More than four decades after the first cases of Human Immunodeficiency Virus (HIV) surfaced, patients living with the disease still struggle against stigma, discrimination, and negative labeling in their own families and communities.
By Wisal Yousafzai
Shazia Bibi, who receives treatment at the Family Care Centre of Hayatabad Medical Complex, is one of them. Her ordeal began twenty-four months ago when she contracted the virus from her HIV-positive husband, who is also a drug addict.
The 28-year-old mother of three laments about the long journey to the provincial capital during strict Covid-19 lockdowns for her treatment. “For women, it’s difficult to spend life with Human Immunodeficiency Virus as the stigma of the disease along with cultural barriers is still prevalent in rural areas.”
Six months pregnant and already worried for her unborn baby, Shazia said: “There is a dire need for awareness regarding Human Immunodeficiency Virus .” She blamed men in the area for transmitting the virus to their wives. “Drug addicts bring this disease home.”
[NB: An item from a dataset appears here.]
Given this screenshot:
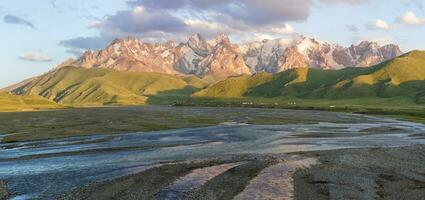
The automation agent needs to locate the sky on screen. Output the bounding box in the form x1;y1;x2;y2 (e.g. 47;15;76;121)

Her troubles arising from HIV-related stigma also include a mother-in-law who refuses to eat what she cooks due to fear of contracting the disease.
According to the Integrated HIV, Hepatitis and Thalassemia Control Program, Shazia shares the predicament with 5,634 registered patients of Human Immunodeficiency Virus in Khyber-Pakhtunkhwa (K-P). More than 4,000 of these patients are male, 1,321 are women, while 241 are children. The registered patients hail from different parts of the province.
Talking to The Express Tribune, Dr Muhammad Khalil Akhter, who heads the Integrated Program for HIV, Hepatitis, and Thalassemia, said that K-P has six treatment centres: Hayatabad Medical Complex, Lady Reading Hospital, DHQ Teaching Hospital Kohat, DHQ Dera Ismail Khan, MTI Gulnawaz Teaching Hospital Bannu, DHQ Hospital Batkhela, and DHQ Hospital D.I.Khan.
He added that due to the pandemic, the program is facing challenges in providing access to all patients. However, with the support of the National Aids Control Program, the registered patients were being sent their medicines through courier service.
“Cases among men, members of the transgender community, sex workers, and use of contaminated syringes are the main causes of spreading HIV among the community,” said Dr Akhtar. He said that the program is working on awareness campaigns to eliminate the negative propaganda against HIV patients and help them reenter society.
According to scientific evidence, HIV develops when individuals expose themselves to infected blood, semen, or vaginal fluids. If left untreated, the virus develops into AIDS. HIV/AIDS is not a singular disease as commonly presumed.
HIV is an infection, whereas Aids is a condition. People are known to live long, healthy lives with HIV if they do not develop Aids. The World Health Organisation says, more than 38 million individuals live with HIV/AIDS globally, out of which 1.8 million are children below 15 years of age.
The prevalent stigma attached to HIV in Pakistan may be due to the relatively low number of reported cases. A National Health Survey (NHS) report estimates just 150,000 patients across the country. More than 70,000 of the patients are from Punjab, while 15,000 are from K-P and Balochistan.
Overall progress in HIV prevention efforts in Pakistan remains variable. Health experts say the country is far from meeting the 2020 targets committed at the United Nations meeting on ending Aids five years ago. Since then, the Global HIV Coalition Prevention report states that HIV cases in Pakistan have increased by 74%.